In a week where many newspapers and publication houses are scratching their heads on how to keep themselves afloat, this phrase comes to mind once again. The issue lies with how newspapers can charge for what they spend a lot of time producing, but that nobody (at least not the younger generation) is willing to pay for.
Earlier this week the Economist joined the ranks of the Times and Sunday Times in coming up with a subcription model aimed at upping their revenues. While it's too early to say whether such schemes will work, the honest truth is that most people just aren't prepared to for something they can get for free elsewhere. Citizen journalism fuelled by social networking means that people are happy to get their information from any source as long as it's free and even if it is of sub-standard quality.

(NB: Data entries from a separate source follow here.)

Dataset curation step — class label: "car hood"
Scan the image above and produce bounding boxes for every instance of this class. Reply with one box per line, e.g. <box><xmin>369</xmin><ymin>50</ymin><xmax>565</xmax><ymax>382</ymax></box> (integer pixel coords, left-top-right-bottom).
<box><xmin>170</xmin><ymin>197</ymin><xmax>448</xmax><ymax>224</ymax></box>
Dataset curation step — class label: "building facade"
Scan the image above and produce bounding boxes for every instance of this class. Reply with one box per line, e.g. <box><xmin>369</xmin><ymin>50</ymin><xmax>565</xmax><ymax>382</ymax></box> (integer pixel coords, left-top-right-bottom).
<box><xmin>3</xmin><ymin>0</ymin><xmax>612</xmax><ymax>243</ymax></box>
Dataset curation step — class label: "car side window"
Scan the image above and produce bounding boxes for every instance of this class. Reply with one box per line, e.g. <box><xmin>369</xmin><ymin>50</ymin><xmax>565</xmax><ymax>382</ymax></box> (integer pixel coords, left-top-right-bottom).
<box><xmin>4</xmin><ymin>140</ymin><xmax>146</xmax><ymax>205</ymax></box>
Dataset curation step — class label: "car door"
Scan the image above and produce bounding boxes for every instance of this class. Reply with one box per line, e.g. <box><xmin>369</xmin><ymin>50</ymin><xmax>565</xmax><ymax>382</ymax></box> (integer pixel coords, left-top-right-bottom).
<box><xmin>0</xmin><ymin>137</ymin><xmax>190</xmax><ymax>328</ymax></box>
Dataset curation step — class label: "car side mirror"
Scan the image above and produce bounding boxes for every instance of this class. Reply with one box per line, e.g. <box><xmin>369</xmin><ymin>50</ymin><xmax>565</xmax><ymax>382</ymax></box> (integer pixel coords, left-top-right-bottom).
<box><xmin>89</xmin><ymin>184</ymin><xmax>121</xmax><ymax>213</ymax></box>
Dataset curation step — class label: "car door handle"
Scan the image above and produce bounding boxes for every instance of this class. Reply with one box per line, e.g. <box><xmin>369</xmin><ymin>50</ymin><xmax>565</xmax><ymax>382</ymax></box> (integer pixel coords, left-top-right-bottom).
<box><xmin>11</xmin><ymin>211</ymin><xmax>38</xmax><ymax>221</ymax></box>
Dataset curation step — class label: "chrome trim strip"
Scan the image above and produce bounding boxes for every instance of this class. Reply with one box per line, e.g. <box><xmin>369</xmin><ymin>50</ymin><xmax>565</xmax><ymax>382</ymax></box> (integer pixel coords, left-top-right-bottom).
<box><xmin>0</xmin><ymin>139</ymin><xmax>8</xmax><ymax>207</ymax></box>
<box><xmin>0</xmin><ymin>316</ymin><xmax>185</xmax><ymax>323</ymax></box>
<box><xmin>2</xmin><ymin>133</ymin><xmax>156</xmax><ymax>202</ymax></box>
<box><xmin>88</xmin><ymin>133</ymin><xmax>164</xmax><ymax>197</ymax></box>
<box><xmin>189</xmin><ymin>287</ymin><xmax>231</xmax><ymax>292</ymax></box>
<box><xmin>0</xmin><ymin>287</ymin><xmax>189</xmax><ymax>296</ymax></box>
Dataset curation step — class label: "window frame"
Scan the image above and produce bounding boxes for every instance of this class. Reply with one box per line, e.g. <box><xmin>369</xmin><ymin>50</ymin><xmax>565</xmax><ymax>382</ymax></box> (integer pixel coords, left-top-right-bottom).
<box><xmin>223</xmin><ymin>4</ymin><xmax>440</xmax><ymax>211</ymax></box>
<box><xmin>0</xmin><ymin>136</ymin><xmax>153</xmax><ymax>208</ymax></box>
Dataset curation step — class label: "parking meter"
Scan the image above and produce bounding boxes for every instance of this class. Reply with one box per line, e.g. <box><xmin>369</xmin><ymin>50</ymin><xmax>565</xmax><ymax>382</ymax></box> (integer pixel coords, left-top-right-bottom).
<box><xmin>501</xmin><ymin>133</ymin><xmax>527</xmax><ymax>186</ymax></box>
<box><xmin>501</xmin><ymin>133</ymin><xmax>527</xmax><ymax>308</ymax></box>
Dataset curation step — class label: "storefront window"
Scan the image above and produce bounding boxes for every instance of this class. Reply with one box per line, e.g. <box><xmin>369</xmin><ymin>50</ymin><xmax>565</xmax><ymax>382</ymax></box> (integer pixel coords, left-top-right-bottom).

On some level it is worrying. If we are not going to pay for our news, what kind of information will we end up with to form our decisions?
David Gilbertson, EMAP CEO makes a good point from #aop3c (posted on twitter by Joanna Geary of the TimesOnline):
"While news is urgent it may not be important and people pay for important."
It seems that unless newspapers find a way of charging for quality content, many consumers will end up with the news equivalent of monkeys having not even paid peanuts.



Interesting piece. A couple of comments - first off is an experiment in citizen journalism by a Czech investment firm who opened up their first coffee shop-cum-newsroom. This bold initiative is supposed to bridge the gap between newspapers and the people to whom hyper-local news matters the most - you and i. Read a NY Times report below:
http://tinyurl.com/yzazrq4
Another nice initiative I twittered about recently is this fancy little website by San Francisco-based Bitcents. It looks like a nice step forward on micropayment services for newspapers.
www.bitcents.com
My question is this - if there is so much readily available news digged, delicioused and aggregated, are newspapers and publishers not simply patching a holey hull? Is the ship not going down anyway? Appreciate your feedback.